— Usted vino desde lejos. Por lo que sabemos, vino a conversar con nosotros directamente desde el cementerio ¿Ha sentido algún alivio?
Sí, al bajarme del tren fui directamente al cementerio. Es una tradición para mí: cada vez que vengo a Moscú voy el mismo día al cementerio para visitar a Andréi y pasar allí un rato. Esto me trae alivio y después de ello puedo hacer otras cosas. Así que fui allí y le conté sobre nuestra entrevista.
— ¿Cuán a menudo logra venir a Moscú?
Vengo aquí tres veces al año: el día de su cumpleaños en diciembre, el día cuando lo vi por última vez en abril y el día de su muerte: el 6 de agosto.
— Sus colegas y amigos cuentan solo lo mejor acerca de él: que era un gran amigo, que uno siempre podía contar con él, que era muy tranquilo, reflexivo e inteligente. ¿Cómo era de niño?
Precisamente mis recuerdos de él son de cuando era un niño. No sé mucho de los tiempos cuando se graduó del instituto y se vino a Moscú para ingresar en la universidad. Pero cuando era pequeño vivíamos todos juntos: yo, su papá y sus abuelos. Era un niño solitario.
— Sus colegas cuentan que era un entusiasta. Cuando se interesó por las motos, estudió el tema y se hizo experto. Cuando decidió convertirse en fotógrafo, lo estudió y lo hizo.
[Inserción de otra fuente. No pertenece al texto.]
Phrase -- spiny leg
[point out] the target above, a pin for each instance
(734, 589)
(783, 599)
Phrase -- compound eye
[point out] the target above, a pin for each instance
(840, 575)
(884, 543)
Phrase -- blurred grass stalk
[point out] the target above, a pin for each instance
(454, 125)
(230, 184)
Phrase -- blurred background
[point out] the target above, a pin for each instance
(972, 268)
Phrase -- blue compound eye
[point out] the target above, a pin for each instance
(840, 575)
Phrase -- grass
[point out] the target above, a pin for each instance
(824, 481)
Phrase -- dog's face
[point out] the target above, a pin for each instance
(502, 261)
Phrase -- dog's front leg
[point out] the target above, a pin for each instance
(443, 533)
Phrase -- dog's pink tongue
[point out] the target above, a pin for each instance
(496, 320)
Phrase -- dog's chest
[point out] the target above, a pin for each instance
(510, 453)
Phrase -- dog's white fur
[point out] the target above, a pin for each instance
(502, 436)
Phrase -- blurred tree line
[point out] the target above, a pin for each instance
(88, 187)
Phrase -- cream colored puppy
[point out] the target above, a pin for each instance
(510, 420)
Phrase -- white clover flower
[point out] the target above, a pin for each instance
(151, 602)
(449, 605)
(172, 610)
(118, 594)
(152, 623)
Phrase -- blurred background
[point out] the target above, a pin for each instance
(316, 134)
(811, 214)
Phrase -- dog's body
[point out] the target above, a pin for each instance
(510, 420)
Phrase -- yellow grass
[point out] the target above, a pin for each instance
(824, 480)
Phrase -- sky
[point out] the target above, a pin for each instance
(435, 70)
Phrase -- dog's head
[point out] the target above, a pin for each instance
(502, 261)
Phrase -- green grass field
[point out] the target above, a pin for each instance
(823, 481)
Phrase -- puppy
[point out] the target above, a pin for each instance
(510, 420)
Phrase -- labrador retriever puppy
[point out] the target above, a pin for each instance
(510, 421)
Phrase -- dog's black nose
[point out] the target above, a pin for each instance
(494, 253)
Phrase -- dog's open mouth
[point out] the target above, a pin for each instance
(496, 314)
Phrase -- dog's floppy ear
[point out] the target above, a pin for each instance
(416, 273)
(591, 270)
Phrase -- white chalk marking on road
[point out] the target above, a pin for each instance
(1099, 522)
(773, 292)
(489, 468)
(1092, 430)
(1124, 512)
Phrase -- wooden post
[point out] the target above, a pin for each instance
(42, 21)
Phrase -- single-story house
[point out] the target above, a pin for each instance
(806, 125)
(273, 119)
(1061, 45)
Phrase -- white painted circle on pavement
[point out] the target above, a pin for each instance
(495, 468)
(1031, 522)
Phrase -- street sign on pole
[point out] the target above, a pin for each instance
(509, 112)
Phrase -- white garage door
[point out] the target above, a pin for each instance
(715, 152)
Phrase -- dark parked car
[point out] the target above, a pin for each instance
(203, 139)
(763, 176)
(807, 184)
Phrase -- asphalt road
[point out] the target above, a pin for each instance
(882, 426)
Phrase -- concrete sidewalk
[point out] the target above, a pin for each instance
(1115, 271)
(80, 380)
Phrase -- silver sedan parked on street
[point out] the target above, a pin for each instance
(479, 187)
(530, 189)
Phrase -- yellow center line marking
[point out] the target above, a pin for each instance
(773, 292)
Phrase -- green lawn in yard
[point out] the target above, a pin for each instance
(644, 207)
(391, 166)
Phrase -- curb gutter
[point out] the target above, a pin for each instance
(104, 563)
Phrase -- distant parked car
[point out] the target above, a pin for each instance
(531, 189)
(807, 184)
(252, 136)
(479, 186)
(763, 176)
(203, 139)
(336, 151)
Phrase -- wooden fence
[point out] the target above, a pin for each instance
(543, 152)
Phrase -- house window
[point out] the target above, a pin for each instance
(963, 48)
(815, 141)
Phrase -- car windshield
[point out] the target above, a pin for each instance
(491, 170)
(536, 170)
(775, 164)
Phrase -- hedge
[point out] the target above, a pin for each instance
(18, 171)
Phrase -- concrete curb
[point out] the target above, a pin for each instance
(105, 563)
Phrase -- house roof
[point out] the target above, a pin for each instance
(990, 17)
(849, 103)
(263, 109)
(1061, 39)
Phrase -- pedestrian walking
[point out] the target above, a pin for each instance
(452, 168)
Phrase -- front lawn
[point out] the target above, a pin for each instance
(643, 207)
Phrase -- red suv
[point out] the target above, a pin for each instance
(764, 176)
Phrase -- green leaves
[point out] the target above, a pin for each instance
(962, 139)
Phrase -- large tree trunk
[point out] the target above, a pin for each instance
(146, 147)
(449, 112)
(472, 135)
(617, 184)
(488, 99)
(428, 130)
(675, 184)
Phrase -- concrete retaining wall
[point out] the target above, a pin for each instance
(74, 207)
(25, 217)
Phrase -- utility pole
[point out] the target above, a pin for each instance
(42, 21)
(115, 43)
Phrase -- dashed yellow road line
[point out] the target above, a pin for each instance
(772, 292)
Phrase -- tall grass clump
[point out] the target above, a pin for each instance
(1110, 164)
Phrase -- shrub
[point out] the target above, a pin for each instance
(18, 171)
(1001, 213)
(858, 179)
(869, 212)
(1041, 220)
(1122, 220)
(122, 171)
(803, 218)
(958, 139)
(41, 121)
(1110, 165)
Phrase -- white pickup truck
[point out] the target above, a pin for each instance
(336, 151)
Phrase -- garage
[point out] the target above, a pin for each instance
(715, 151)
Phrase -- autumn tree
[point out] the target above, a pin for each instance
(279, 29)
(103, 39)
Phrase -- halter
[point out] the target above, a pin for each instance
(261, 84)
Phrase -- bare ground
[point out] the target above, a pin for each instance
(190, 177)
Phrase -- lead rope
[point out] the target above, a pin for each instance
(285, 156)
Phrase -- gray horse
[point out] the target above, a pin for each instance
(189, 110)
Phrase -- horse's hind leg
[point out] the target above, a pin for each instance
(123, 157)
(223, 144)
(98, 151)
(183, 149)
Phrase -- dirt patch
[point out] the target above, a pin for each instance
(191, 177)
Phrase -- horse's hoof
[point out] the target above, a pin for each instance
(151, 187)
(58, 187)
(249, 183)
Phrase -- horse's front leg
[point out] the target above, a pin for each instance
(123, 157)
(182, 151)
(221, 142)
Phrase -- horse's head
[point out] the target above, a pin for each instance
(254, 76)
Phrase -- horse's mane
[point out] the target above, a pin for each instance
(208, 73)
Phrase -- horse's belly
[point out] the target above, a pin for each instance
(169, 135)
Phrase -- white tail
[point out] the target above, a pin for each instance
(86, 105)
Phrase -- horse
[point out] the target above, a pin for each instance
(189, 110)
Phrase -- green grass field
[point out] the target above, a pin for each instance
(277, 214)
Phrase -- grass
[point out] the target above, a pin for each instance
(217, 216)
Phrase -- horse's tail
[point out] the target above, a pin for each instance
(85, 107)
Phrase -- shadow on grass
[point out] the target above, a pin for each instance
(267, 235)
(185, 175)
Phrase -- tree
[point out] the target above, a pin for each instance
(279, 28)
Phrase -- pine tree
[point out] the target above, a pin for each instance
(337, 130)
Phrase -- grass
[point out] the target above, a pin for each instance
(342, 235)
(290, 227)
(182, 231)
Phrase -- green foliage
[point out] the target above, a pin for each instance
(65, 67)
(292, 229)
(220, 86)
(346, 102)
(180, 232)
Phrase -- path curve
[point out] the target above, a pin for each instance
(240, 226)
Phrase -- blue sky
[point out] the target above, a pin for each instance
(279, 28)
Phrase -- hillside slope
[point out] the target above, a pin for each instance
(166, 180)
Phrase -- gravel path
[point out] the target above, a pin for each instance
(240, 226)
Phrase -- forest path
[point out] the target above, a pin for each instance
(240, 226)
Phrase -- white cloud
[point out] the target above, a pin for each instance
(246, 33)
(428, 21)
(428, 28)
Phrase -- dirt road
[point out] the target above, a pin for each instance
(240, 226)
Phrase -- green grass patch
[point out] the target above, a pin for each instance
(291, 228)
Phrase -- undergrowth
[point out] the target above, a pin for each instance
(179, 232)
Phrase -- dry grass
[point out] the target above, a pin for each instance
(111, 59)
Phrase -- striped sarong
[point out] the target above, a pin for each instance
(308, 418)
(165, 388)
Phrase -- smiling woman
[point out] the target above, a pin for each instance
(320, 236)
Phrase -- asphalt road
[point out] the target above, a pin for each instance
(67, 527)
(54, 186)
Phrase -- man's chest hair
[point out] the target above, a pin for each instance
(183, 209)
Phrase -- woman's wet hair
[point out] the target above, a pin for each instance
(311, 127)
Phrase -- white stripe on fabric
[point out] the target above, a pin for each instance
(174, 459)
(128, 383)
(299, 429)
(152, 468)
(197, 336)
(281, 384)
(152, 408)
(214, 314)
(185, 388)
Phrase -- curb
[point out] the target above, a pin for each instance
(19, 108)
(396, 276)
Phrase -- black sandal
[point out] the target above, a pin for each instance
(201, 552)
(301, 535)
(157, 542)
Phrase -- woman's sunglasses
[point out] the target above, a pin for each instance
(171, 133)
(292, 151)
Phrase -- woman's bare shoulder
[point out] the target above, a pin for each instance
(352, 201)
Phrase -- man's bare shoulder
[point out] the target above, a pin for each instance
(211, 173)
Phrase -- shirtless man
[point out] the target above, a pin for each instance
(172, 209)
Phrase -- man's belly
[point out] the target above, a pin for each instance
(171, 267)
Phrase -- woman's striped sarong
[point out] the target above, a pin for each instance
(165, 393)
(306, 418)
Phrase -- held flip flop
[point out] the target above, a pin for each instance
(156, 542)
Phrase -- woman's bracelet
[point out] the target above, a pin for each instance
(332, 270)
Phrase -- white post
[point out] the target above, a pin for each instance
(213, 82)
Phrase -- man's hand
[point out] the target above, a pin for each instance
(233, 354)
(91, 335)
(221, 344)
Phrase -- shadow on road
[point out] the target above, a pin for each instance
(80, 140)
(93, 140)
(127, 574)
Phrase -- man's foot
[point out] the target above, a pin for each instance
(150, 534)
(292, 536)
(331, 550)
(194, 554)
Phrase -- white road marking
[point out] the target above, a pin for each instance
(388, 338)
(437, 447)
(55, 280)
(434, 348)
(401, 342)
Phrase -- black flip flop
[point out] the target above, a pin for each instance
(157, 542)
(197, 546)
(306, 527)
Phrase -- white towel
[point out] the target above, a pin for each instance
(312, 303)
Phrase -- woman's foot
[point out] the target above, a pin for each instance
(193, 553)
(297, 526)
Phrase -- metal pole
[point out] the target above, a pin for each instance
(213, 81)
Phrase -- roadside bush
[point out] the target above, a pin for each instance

Sí, cuando comenzaba a hacer algo, lo llevaba hasta el final. Hubo una vez cuando lo estaba esperando cerca del lugar donde vivía. Estaba observándolo. Vino en una moto, y estuvo arreglándola unas dos horas hasta que estuvo perfecta. ¡La arregló y se fue! Me sorprendió mucho que tuviera la paciencia para todo esto. Sabe, me daba mucho gusto ver a mi hijo.
— ¿Intentó desaconsejarlo cuando decidió trabajar en zonas de conflicto?
— ¿Qué fue lo que sintió en ese momento?
— ¿Cómo se enteró de lo que ocurrió?
Me enteré de que en Ucrania empezaron una persecución a los periodistas, que incluso ofrecían una recompensa por sus cabezas. Entonces me di cuenta de que era peligroso. Me acuerdo cuando lo llamé el 17 de junio, él estaba muy alegre y me contó sobre su estancia en una residencia. Por lo que entendí, era en la ciudad de Slaviansk. Luego me envió unas fotos suyas con un niño. Me alegré mucho. Luego llegó julio: me sentía como si no viviera, como si dentro de mí hubiera un vacío.
— Usted fue a Donbás y erigió un monumento.
Fui por primera vez en abril de este año. Solo estuve una vez, quisiera ir de nuevo, pero ya veremos si será posible. Ahora mismo es muy difícil acceder a esta ciudad debido al asedio. Me apena tanto lo que les está ocurriendo a sus habitantes. Me gustó mucho la ciudad, es muy limpia. Incluso después de los bombardeos ellos no tardaron en limpiarla. La ciudad es bonita y sigue con vida, la gente de allí es muy buena. También estuve en la escuela bautizada en honor a mi hijo, en el poblado de Snezhni. Allí recitaron algunos versos sobre él, también hay un mini museo dedicado a Andréi y dos chicos más que murieron con él. Esta gente no lo conocía, pero lo aprecia porque murió allí. Después fuimos al lugar donde falleció. Ahora hay un monumento, que por ahora es de madera, pero ellos quieren montar uno mejor. Además, plantaron dos filas de árboles que llevan hasta Andréi. Yo planté dos de estos árboles, los demás ya fueron plantados antes de mi llegada.
He notado que mucha gente joven muere a la edad de Jesucristo. Andréi también tenía 33 años y medio. Sabe, él me sigue ayudando. Pensé que podría dejarlo ir y durante cinco años quise ir al lugar donde murió. Estuve en Donbás al lado de su tumba, pero me di cuenta de que no puedo dejarlo ir. Eso se quedará conmigo hasta el final. Intenté ser fuerte. Quise que todo ocurriera sin lágrimas, pero estoy a punto de llorar.